TVGuide.com: As I hinted earlier, you're never really wanting for work. Why do you think that is? What special something are you bringing to the table?
Woodard:
The thing I bring to the table is... I think that I think past the obvious. When people want the obvious, they never ask me. It's usually people who themselves think past the obvious that come to ask me to work; the regular people don't. The standard Hollywood film and television community producers and directors  do not ask me to work. They never have. They might like to say, "Oh, Alfre Woodard, isn't she good?" But they have never in my 30-year career asked me to work for them, and they still don't. I don't get a lot of offers; it just so happens that the ones I get are from interesting-thinking people. People think of me as mainstream and that is just so not true. [Housewives] is actually the first mainstream thing I have ever done, but again, look at Marc Cherry.
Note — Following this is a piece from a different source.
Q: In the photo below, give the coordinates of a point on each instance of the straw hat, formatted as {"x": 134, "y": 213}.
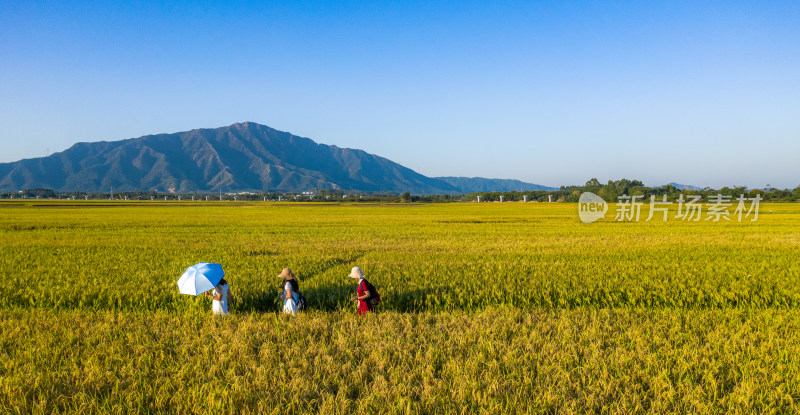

He is not an obvious thinker.

TVGuide.com: Of all the interesting roles you have played, which are you most proud to have filled?
Woodard:
Hmm, "proud"... hmm. Let me just tell you this: I was so grateful to be able to be on set with Marty Ritt as my director and John Alonzo as a DP [on 1983's Cross Creek]. I was so grateful to have been able to work with Spike [Lee on 1994's Crooklyn]. I have had the great fortune to spend time with real film auteurs. I didn't get the big blow-up, larger-than-life megacelebrity, and my bank account is not 5 miles deep, but I have the good fortune that the people I have spent time with in this business have been people that history will write about.